Tools used in this project
TechCorp Employee Insights & Analysis

About this project

INTRODUCTION:

In the dynamic landscape of modern businesses, data-driven decision-making has emerged as a crucial strategy for growth and sustainability. TechCorp, a pioneering technology company, recognizes the power of data in shaping its workforce dynamics. To gain deeper insights into its employee landscape, TechCorp embarked on an in-depth analysis of its employee data. This endeavor aimed to uncover trends, patterns, and key metrics that could guide strategic decisions and foster a more engaging and productive work environment. By delving into the nuances of its workforce, TechCorp sought to answer critical questions about retention, diversity, and performance.

PROBLEM STATEMENT:

As TechCorp continues to navigate the competitive tech industry, optimizing its workforce composition and retention strategies has become paramount. The company is confronted with questions regarding employee turnover, demographic representation, and the overall impact of these factors on its growth trajectory. To address these challenges, TechCorp undertook a comprehensive analysis of its employee data. The goal was to uncover underlying patterns that could shed light on the optimal strategies for enhancing employee satisfaction, reducing attrition, and harnessing the potential of its diverse talent pool. By leveraging data-driven insights, TechCorp aims to proactively shape its workforce dynamics and create an environment that nurtures longevity, diversity, and performance. The findings derived from this analysis serve as a compass for TechCorp's strategic decisions, enabling the company to chart a course towards sustained success.


DATASET:

The dataset consists of the following columns:

id: Employee ID.

first_name: First name of the employee.

last_name: Last name of the employee.

birthdate: Date of birth of the employee.

gender: Gender of the employee (e.g., male or female).
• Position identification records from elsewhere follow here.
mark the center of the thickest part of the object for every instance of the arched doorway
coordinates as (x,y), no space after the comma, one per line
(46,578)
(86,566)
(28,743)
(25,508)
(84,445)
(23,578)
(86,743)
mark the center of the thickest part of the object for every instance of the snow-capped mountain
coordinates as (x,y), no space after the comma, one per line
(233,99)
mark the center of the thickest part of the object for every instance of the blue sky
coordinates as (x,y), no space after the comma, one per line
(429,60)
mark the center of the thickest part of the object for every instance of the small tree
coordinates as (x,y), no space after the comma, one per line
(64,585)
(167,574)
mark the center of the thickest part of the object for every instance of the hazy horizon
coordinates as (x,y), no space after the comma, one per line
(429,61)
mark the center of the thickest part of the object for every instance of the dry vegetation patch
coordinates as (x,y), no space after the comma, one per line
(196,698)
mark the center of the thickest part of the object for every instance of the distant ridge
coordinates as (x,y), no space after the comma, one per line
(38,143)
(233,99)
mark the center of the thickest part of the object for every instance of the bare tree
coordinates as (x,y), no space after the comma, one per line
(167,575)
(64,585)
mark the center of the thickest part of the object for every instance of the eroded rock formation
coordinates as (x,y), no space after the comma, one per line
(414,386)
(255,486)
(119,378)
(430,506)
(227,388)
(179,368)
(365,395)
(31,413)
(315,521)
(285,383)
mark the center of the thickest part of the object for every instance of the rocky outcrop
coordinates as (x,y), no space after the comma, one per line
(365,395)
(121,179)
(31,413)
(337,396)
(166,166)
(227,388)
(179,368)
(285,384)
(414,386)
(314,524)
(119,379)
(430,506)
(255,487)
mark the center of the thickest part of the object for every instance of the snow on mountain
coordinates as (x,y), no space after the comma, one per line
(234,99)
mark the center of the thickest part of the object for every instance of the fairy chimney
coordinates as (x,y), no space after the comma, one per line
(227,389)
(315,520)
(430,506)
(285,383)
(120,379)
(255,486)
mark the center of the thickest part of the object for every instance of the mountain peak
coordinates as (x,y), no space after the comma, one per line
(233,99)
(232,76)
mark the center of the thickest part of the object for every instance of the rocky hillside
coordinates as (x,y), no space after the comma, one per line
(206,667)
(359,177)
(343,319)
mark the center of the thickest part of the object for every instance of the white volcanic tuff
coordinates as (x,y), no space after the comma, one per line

race: Race/ethnicity of the employee.

department: The department in which the employee works.

jobtitle: Job title of the employee.

location: General location of the employee (e.g., office branch).

hire_date: Date when the employee was hired.

termdate: Date when the employee's employment was terminated (if applicable).

location_city: City of the employee's location.

location_state: State of the employee's location.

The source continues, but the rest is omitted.